Perspective
I always get a bit antsy this time of year. Maybe a bit pessimistic. A bit stuck. The newness of the year has worn off. Summer seems out of reach and the days pass monotonously.
Feelings and thoughts of the dark and down variety are weighty. Without knowing, they can seep into every part of life. They can make okay days hard and hard days even harder. Its difficult to see the light when the days are short.
But (because there is always a but) the days are already getting longer. One evening this week, folding laundry, I looked out my finger-smudged front window to see the sun still setting. I hate folding laundry. I also hate finger smudged windows. But my perspective changed when I saw that light.
What a blessing short winter days are. They make me appreciate the green of spring, the long fun of summer and the beauty of fall. What a blessing my laundry is. Stains and unmatched socks mean life has been lived and memories have been made. What a blessing those tiny finger prints are. How sad will I be when they are no longer at my waist level? How lonely will I be when I only have mine and Doug's to wipe away?
Its all about perspective. Its all about looking for the good.
Its a sleepless night with my three month old...that gives me some extra cuddles and time to pray.
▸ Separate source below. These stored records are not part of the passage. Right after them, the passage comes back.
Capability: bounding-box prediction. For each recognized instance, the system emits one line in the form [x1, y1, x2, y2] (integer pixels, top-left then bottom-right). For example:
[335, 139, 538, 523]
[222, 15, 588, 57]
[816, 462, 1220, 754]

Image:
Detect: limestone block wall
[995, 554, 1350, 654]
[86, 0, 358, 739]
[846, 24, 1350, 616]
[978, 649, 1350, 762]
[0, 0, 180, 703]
Its a hard-won battle with my three year old...that reminds me (even in my frustration) how much I love him (and how much I appreciate Doug).
Its a reminder of a loss...that brings me sweet memories or reminders of God's love and provisions.
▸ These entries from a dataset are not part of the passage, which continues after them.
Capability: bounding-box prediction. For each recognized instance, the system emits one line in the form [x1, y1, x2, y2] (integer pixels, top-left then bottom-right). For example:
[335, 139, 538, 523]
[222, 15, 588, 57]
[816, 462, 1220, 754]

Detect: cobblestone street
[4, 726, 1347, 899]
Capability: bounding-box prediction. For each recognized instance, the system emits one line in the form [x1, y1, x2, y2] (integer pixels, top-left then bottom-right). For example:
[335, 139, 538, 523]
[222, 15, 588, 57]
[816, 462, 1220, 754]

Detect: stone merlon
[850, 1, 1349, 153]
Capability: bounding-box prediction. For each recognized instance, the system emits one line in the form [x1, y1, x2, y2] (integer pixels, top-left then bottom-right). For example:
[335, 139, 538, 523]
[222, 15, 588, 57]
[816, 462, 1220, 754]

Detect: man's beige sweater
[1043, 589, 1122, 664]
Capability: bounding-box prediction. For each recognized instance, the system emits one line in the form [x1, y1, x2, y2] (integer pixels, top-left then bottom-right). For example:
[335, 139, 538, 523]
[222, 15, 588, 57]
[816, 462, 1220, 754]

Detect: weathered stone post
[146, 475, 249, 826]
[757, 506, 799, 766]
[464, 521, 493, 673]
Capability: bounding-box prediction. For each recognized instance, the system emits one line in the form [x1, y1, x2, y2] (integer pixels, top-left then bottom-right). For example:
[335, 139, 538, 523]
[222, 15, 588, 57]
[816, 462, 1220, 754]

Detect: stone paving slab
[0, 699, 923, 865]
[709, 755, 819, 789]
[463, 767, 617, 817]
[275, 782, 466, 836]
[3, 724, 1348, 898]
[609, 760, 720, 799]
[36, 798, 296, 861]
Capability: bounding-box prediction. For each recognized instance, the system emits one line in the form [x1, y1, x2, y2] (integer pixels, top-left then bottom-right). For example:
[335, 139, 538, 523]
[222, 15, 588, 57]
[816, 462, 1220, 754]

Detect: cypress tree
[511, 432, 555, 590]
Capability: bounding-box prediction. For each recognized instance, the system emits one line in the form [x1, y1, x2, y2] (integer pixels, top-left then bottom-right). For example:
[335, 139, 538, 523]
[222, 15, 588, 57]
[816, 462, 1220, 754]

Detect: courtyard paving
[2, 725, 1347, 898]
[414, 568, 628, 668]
“Don’t worry about anything; instead pray about everything; tell God your needs and don’t forget to thank him for his answers. Fix your thoughts on what is true and good and right. Think about things that are pure and lovely, and dwell on the fine, good things in others. Think about all you can praise God for and be glad about.” Philippians 4:6-8.
In February of 2018 my Grandma had me write this verse down as she shared with family her cancer diagnosis. Every year since I find myself going back to it. Three years later I need it now just like I needed it then. I love to think that God planted these words in my Grandma years ago only for her to nourish them and bless me with them. And I promise to keep nourishing them too. I promise to look for the good.
Its all about perspective.
Heavenly Father, allow us to see this world, ourselves, and others the way you see us. Give us your perspective. May we live to be Christ-like and be glad about it.
Amen.
And just a little blue-eyed blondie to brighten this Monday for you. You are welcome!